Это особенно заметно в начальной сцене, определяющей все последующее действие. Еще до того момента, когда на экране появляется молодая учительница, читающая вслух любовное письмо, зритель/слушатель фильма уже слышит ее голос за кадром. В этот момент зритель может подумать, что он является свидетелем того, как молодая женщина объясняется в любви. Голос читающей женщины – так же, как и письмо пушкинской Татьяны, – помещает слушателя в аудитивное пространство интимной речи. Это первое впечатление подтверждается показом молодой женщины, но употребление местоимения женского рода говорит о том, что речь идет о письме, автор которого – мужчина. Фраза «Я не понимаю, почему мне это здесь нужно читать вслух», казалось бы, указывает на то, что адресатом этого письма является стоящая в объективе камеры молодая учительница, которая, как и героиня Карелина, находится под чужим пристрастным контролем. Только после того, как пожилая учительница просит слова и сообщает, что письмо ей передала одна из учениц, зритель наконец получает представление о происходящем и понимает, что речь идет о письме ученика к своей однокласснице. Лишь в конце сцены выясняется, как соотносятся голос, лицо читающей письмо молодой женщины и текст самого письма.
Контрапункт образа и звука, имеющий традицию в русском кинематографе, перекликается не только с постоянной дискурсивизацией вопроса о том, подлинна ли любовь героев. Полемика с литературными клише, постоянно ведущаяся в разговорах молодых героев, опровергается постоянными мотивными отсылками и обыгрыванием литературной традиции. Так, например, в начале фильма упоминается книга
Ремарка «Триумфальная арка», в которой любовь актрисы и врача, бежавшего из фашистской Германии в Париж, терпит крушение в условиях оккупации. Дальнейшие литературные параллели даны в именах. Например, наивную интриганку-одноклассницу в фильме зовут Кабалкина. Ее имя отсылает к драме «Коварство и любовь» (1774) Фридриха Шиллера (нем. «Kabale und Liebe»), где речь также идет о несчастной любви, заканчивающейся трагически в силу социального неравенства. Попытка Ксении отравиться ядом ставит ее рядом с героиней Шиллера. Имя молодого героя фильма – Борис Рамзин – отсылает к Николаю Карамзину, его сентименталистскому открытию чувственности и, не в последнюю очередь, к самоубийству бедной Лизы. Не менее сильна связь и с кинематографическим жанром: молодые люди планируют поход в кино и заранее коллективно высмеивают обычный – конечно, любовный – сюжет фильма.

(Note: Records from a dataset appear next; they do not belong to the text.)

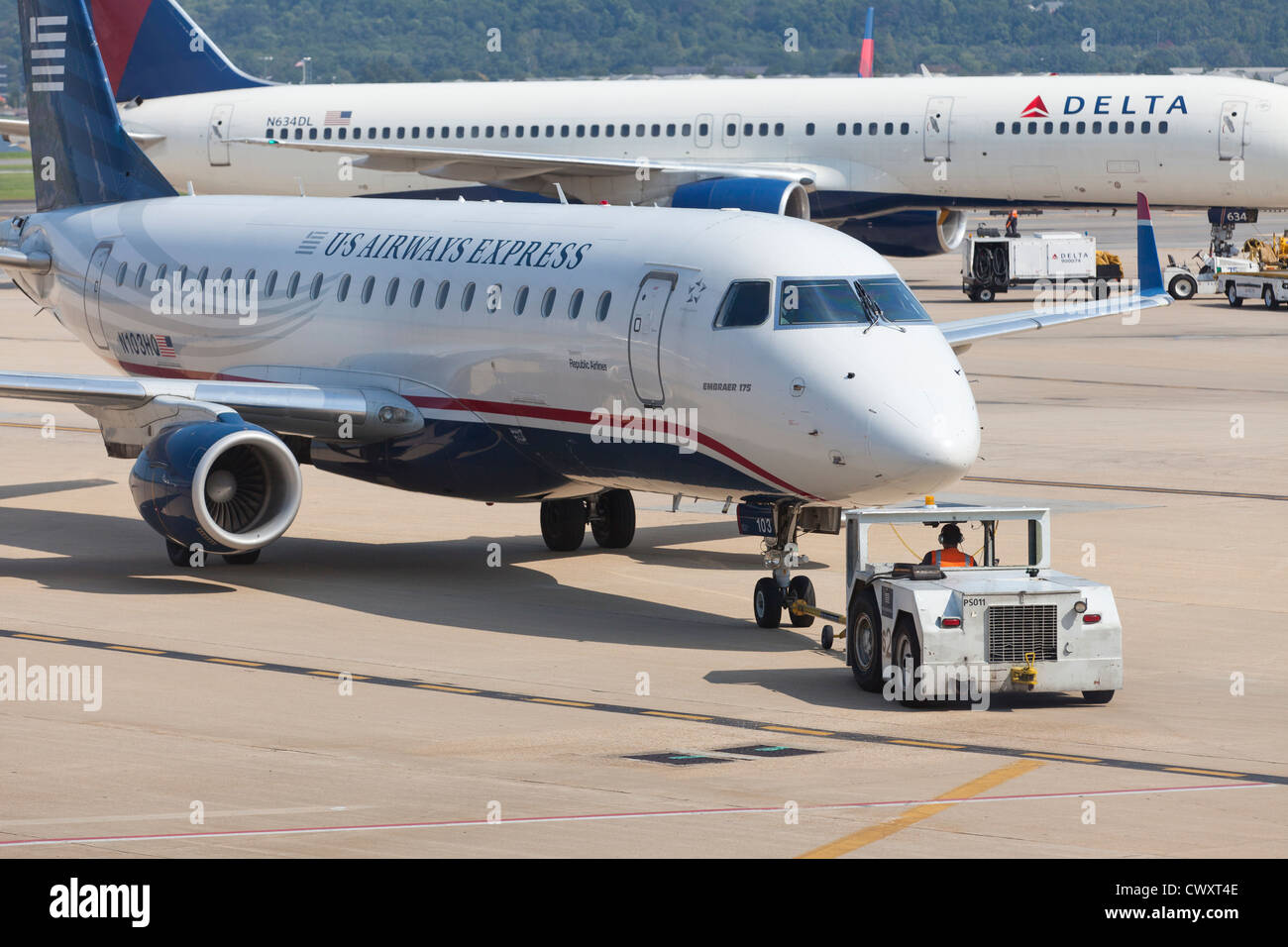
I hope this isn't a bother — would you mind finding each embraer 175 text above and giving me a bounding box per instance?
[0,0,1168,628]
[0,0,1288,256]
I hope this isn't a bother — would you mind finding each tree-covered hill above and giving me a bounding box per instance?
[0,0,1288,99]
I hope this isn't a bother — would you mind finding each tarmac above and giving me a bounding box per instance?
[0,206,1288,858]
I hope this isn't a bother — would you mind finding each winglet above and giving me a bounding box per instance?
[1136,191,1166,296]
[859,7,876,78]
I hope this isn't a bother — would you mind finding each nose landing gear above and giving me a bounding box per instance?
[752,504,814,627]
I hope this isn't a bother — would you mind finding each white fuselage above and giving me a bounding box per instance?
[123,76,1288,212]
[16,197,979,505]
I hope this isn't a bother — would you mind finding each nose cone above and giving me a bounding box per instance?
[868,330,979,494]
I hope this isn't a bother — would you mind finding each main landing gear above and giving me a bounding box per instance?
[752,504,814,627]
[541,489,635,553]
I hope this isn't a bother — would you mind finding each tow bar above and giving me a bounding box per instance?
[787,599,845,651]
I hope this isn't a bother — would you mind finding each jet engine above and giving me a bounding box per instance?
[130,415,303,554]
[841,210,966,257]
[671,177,808,219]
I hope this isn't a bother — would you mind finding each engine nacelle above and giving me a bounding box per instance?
[130,416,304,553]
[841,210,966,257]
[671,177,808,220]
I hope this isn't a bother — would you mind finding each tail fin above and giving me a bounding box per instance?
[859,7,876,78]
[18,0,175,211]
[1136,191,1166,296]
[90,0,270,102]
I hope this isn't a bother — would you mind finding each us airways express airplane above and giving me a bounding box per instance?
[0,0,1288,256]
[0,0,1168,625]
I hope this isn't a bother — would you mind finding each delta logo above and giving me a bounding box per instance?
[1020,95,1051,119]
[1020,95,1189,119]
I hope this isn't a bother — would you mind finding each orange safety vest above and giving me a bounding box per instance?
[930,549,975,569]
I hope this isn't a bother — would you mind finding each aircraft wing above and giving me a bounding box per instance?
[939,193,1172,352]
[0,371,425,458]
[229,138,840,185]
[0,119,164,149]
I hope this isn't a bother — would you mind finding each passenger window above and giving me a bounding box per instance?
[715,279,770,329]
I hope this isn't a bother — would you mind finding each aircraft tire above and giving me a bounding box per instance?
[590,489,635,549]
[751,576,783,627]
[541,500,587,553]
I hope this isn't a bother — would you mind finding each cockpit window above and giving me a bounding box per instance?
[778,275,930,326]
[858,275,930,322]
[778,279,872,326]
[716,279,770,329]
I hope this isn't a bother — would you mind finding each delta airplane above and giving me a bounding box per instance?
[0,0,1288,256]
[0,0,1169,626]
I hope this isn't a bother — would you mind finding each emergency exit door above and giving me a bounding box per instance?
[82,244,112,349]
[921,95,953,161]
[1218,102,1248,161]
[206,106,233,167]
[627,270,677,406]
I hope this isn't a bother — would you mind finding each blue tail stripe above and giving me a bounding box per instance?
[116,0,270,102]
[18,0,175,211]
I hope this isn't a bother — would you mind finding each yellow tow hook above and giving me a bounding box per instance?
[1012,651,1038,686]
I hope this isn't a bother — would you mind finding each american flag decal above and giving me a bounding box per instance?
[295,231,327,257]
[31,17,67,91]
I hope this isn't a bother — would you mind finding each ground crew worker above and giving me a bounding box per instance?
[921,523,976,569]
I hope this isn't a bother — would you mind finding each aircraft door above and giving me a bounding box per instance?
[693,115,715,149]
[206,106,233,167]
[1218,102,1248,161]
[84,244,112,349]
[720,115,742,149]
[627,270,678,406]
[921,95,953,161]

Поэтическая структура фильма порождает неопределенность интерпретации и трагическую нереализованность «языка любви» в советском этосе. Одновременно фильм укрепляет уверенность в асимметричном распределении ролей между мужчинами и женщинами в повествовании. В отличие от десексуализованного уравнивания полов в эстетике советского коллективизма, особенно ярко проявившейся в 1930-х годах, в фильме Райзмана различие полов по-новому биологизируется, поведение героев, в том числе и его патологические формы, связываются с сексуально-биологической природой тела. В то время как герой-мужчина конструируется как сильный, выносливый и ответственный персонаж, женщина предстает слабой, ее любовь имеет болезненный оттенок. Она в конце концов становится жертвой собственного чувства и после попытки самоубийства пытается забыть о своей любви. Она безвольно подчиняется судьбе, ожидая, что любимый спасет ее. Странное, имеющее биологическую основу распределение ролей можно анализировать, только имея в подтексте концепцию героя, предложенную эстетикой соцреалистического реализма. Как уже не раз было замечено, тип героя, созданный в эпоху соцреализма в литературе, искусстве и кино 1930-х годов и сохранивший свою актуальность вплоть до 1950-х годов, характеризуется «вечной незрелостью», посредством которой он навсегда остается в роли сына по отношению к отцовско-авторитарной и, одновременно, метафизической фигуре вождя. Все поступки и достижения советского героя находятся в затянувшейся преэдипальной стадии развития. Советским героям знакомы моральная дегрессия и стыд, но им неизвестны конфликты авторитарности и совсем незнакомы конфликты авторитарности, после которых наступает, пусть даже болезненное, взросление и осознание собственного «я».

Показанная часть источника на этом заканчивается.